WASHINGTON -- The air war over Yugoslavia, heralded for an unprecedented use of precision munitions, is turning to old-fashioned "dumb" bombs in hopes of finishing off Serbian forces.
With Yugoslav air defenses posing less and less of a threat, NATO has been dispatching B-52s, B-1s and other bombers to shower Yugoslavia with off-fashioned, unguided gravity bombs.
Also in greater use are the unguided cluster bombs that spray shrapnel over a wide area to wipe out troops and vehicles.
Through the beginning of May, some Pentagon officials boasted that nearly all of the ordnance used in Yugoslavia was sophisticated guided munitions capable of striking targets while sparing nearby structures.
Now, officials say alliance forces have dropped more than 4,000 unguided bombs, about 30 percent of the more than 14,000 that have been unloaded on Yugoslavia since the air war began March 24.
The surge in percentage of gravity bombs suggests that in recent days their use has been high.
"As the [Yugoslav] integrated air defense has been taken down to where we had local air superiority and could fly with less danger we've switched," said Maj. Gen. Charles Wald, a senior planner with the Joint Chiefs of Staff.
Most "collateral damage" -- unintended civilian casualties and property losses -- during the air war has been connected to the use of guided munitions.
NATO officials insist they use the unguided variety only where targets are large and distant from civilian sites.
Yet the use of more unguided ordnance has not pleased critics of cluster bombs. They contend that such strikes leave behind duds that later kill and maim civilians.
About 5 percent of such "bomblets" -- the small projectiles within each cluster bomb -- are unexploded, they say.
"We've noticed this trend," said Joost Hiltermann, executive director of the arms-control unit of Human Rights Watch, which opposes the use of cluster bombs.
The bombs' optimal use is on targets that cover a wide area, officials said.
NATO officials have acknowledged using 500-pound Mark 82 gravity bombs on ammunition storage areas, fuel depots, barracks and airfields; they say cluster bombs have been used on airfields, ammunition dumps, supply centers and areas where military vehicles are concentrated.
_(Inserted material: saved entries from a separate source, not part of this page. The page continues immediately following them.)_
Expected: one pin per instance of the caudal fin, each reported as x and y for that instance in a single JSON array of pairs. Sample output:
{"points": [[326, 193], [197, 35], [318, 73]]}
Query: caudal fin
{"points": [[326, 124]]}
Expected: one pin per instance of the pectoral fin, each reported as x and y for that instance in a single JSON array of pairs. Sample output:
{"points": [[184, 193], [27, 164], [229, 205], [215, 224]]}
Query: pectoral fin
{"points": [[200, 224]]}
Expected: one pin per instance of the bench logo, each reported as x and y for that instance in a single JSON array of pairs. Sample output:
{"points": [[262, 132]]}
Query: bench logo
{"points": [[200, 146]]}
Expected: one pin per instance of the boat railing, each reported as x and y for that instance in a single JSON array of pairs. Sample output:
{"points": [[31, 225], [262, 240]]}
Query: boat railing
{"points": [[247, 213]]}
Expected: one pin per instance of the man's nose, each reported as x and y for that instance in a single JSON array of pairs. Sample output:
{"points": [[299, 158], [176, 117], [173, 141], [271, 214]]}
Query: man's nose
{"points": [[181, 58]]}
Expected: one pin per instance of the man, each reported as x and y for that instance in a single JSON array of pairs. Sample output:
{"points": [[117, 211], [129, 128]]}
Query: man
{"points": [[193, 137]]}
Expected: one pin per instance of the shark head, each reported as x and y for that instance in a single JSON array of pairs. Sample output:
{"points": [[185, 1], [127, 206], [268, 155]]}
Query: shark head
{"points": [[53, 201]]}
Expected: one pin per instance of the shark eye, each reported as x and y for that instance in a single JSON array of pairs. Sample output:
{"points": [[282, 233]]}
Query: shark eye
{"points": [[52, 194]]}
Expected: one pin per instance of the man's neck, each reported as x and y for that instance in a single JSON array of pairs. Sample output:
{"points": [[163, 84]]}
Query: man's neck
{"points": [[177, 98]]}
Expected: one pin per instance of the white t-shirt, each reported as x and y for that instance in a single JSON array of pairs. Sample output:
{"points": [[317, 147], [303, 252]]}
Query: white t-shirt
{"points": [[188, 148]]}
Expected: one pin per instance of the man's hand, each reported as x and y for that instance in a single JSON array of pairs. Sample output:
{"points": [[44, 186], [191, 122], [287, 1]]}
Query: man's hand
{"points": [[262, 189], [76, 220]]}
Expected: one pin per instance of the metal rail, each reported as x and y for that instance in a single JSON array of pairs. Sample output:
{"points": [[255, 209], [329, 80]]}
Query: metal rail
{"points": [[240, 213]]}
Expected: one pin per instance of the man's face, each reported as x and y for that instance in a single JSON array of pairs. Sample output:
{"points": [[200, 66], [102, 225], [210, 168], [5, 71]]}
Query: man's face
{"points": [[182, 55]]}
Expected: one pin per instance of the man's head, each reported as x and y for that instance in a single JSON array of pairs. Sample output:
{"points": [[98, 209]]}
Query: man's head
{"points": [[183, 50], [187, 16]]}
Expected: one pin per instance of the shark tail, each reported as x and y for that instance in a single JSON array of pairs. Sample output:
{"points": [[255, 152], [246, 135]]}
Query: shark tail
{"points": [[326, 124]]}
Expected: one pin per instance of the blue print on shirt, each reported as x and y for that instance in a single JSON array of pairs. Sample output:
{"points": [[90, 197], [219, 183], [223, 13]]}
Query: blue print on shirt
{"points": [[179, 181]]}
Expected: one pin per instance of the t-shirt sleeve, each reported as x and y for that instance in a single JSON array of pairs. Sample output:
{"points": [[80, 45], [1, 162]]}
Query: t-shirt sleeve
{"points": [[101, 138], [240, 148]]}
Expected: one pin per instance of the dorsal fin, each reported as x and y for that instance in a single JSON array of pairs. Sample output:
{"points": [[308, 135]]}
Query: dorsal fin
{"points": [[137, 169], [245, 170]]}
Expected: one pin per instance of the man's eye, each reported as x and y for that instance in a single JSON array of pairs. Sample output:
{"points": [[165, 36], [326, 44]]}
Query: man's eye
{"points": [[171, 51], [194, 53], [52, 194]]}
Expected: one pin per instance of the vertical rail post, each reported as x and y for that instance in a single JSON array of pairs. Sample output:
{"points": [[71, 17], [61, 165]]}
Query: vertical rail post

Air Force Col. Phil Meilinger, an air power expert at the Naval War College in Newport, R.I., said that while some observers might conclude that use of unguided bombs suggests NATO is "taking off the gloves and getting nasty," the use of these weapons in such circumstances is customary.
One advantage of the unguided bombs is cost: Each Mark 82 costs about $1,100, while so-called "smart" bombs can cost hundreds of thousands of dollars each. Cruise missiles cost about $1 million apiece.
And, as NATO is hoping to frighten Yugoslav officials to the bargaining table, there is the psychological impact of thunderous B-52s.
They typically fly in groups of three and drop as many as 51 of the 500-pound bombs.